Ministerial c'tee headed by PM scheduled to discuss prisoner list on Sunday.

jp.services2 (photo credit: )
jp.services2
(photo credit: )
The idea of including Palestinian prisoners with "blood on their hands" who carried out terrorist acts before the Oslo Accords were signed is being discussed in Jerusalem, to "raise the level" of the 250 security prisoners that Israel will release as a good will gesture toward Palestinian Authority Chairman Mahmoud Abbas, The Jerusalem Post has learned. A ministerial committee headed by Prime Minister Ehud Olmert is scheduled to meet on Sunday, after the weekly cabinet meeting, to discuss which prisoners Israel will release. Olmert said last month at the summit in Sharm e-Sheikh with Abbas, Egyptian President Hosni Mubarak, and Jordanian King Abdullah II that Israel would release 250 Fatah prisoners "without blood on their hands." The cabinet approved this in principle this past Sunday.
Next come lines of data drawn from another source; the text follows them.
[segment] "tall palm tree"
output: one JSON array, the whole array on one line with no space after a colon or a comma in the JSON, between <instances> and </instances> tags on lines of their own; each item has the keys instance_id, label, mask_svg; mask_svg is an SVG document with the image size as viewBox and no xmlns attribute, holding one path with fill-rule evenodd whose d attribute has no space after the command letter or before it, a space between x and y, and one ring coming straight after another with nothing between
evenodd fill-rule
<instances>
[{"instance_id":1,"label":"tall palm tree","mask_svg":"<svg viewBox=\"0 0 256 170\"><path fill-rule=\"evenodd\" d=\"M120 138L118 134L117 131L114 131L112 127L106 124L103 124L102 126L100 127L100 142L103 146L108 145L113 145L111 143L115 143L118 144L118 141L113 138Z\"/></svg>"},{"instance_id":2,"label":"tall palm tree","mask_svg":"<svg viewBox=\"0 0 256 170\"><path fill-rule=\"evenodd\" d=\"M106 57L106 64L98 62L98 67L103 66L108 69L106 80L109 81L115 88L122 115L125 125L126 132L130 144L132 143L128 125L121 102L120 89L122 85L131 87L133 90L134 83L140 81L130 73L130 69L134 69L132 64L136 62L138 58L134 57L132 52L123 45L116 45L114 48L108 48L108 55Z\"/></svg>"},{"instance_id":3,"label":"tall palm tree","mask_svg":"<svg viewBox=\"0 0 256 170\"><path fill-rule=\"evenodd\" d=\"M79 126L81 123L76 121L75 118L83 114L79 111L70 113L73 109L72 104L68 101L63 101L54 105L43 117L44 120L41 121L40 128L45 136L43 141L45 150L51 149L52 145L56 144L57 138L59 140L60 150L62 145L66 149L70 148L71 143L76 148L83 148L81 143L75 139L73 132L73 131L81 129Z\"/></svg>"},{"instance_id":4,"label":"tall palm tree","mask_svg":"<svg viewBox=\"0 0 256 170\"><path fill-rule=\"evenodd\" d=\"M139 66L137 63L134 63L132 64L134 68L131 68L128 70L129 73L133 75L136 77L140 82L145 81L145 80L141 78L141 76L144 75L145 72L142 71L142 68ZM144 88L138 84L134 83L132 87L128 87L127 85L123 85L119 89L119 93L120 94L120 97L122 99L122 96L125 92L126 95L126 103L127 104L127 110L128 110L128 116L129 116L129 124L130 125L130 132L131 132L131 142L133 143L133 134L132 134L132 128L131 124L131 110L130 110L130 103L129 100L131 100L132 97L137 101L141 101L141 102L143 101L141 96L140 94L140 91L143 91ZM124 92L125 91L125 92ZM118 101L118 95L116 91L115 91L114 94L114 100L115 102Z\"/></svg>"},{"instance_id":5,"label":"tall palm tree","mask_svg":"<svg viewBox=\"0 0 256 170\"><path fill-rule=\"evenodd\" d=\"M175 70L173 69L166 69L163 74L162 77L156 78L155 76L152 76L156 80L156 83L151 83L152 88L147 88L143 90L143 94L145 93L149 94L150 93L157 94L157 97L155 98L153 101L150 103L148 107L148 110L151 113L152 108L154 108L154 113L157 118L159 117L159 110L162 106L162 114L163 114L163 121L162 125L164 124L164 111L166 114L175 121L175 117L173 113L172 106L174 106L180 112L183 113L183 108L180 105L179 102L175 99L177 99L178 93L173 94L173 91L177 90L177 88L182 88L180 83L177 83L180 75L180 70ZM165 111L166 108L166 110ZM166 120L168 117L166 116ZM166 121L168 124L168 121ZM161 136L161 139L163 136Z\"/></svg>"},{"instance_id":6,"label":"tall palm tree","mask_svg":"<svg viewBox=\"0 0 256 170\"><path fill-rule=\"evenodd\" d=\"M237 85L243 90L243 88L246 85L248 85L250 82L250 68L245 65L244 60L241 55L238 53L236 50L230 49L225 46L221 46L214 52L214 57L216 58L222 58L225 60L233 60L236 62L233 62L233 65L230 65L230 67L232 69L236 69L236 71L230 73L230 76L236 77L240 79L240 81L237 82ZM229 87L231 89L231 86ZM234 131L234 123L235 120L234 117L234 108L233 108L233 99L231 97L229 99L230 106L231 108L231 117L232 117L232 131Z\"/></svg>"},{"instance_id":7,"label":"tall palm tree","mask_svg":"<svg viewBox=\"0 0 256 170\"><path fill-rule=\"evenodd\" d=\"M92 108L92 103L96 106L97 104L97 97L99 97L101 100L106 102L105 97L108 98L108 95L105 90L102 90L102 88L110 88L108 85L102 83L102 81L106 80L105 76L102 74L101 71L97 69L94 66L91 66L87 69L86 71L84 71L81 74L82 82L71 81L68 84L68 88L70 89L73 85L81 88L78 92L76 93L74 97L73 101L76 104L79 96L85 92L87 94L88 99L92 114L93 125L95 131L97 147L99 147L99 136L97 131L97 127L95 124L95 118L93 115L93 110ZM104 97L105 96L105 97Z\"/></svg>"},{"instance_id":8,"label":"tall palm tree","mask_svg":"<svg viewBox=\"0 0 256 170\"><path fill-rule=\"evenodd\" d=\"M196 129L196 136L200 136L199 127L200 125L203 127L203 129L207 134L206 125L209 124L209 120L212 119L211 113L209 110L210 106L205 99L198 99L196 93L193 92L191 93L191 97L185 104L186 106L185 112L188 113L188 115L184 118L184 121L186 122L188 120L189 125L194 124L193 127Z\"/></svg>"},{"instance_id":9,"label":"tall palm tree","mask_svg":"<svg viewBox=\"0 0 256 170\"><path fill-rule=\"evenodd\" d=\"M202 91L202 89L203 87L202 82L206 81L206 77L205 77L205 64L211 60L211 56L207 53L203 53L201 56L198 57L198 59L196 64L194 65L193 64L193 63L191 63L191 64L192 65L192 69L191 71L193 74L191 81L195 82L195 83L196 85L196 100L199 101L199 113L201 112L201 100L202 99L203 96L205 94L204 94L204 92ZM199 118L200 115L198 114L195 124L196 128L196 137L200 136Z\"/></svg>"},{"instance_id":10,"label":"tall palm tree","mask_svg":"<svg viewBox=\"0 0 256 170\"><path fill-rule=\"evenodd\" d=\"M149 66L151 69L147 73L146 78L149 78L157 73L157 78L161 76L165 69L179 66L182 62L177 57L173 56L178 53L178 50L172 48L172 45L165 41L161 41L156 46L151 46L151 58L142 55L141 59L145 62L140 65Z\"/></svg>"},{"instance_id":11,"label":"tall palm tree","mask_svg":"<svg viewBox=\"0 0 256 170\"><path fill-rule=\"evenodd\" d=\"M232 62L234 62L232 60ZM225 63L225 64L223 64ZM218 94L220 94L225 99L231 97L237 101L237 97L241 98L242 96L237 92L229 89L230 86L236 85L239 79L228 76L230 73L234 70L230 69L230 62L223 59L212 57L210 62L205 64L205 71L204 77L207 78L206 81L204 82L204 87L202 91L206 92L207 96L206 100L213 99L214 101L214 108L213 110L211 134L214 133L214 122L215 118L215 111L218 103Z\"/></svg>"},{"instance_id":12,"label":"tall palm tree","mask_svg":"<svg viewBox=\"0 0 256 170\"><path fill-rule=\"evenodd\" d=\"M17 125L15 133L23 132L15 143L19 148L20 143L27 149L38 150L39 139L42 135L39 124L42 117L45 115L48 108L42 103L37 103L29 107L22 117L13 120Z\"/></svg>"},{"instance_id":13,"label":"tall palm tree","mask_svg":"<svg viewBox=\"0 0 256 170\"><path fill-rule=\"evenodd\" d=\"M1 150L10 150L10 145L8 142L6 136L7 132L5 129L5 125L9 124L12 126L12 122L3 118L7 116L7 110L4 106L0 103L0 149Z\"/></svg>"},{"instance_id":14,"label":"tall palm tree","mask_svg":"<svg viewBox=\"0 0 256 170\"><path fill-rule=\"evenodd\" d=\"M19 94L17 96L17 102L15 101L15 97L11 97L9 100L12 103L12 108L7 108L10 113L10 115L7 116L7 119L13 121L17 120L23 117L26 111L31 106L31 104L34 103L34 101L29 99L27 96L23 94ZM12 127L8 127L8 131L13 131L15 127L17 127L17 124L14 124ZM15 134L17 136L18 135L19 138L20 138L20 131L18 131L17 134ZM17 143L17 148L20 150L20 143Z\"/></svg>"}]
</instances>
Drawing up the list, however, has proven more difficult than expected, because Olmert, according to government officials, does not just want to release Palestinian "rapists or thieves" from Israeli prisons, or security prisoners who are slated to be released within the next few months in any case. He is concerned that the release of these types of prisoners would not strengthen Abbas. The government is willing to release security prisoners who took part in attacks that did not lead to any deaths, such as terrorists who shot at an IDF patrol, but missed. A condition to their release is that they have already served two-thirds of their sentence.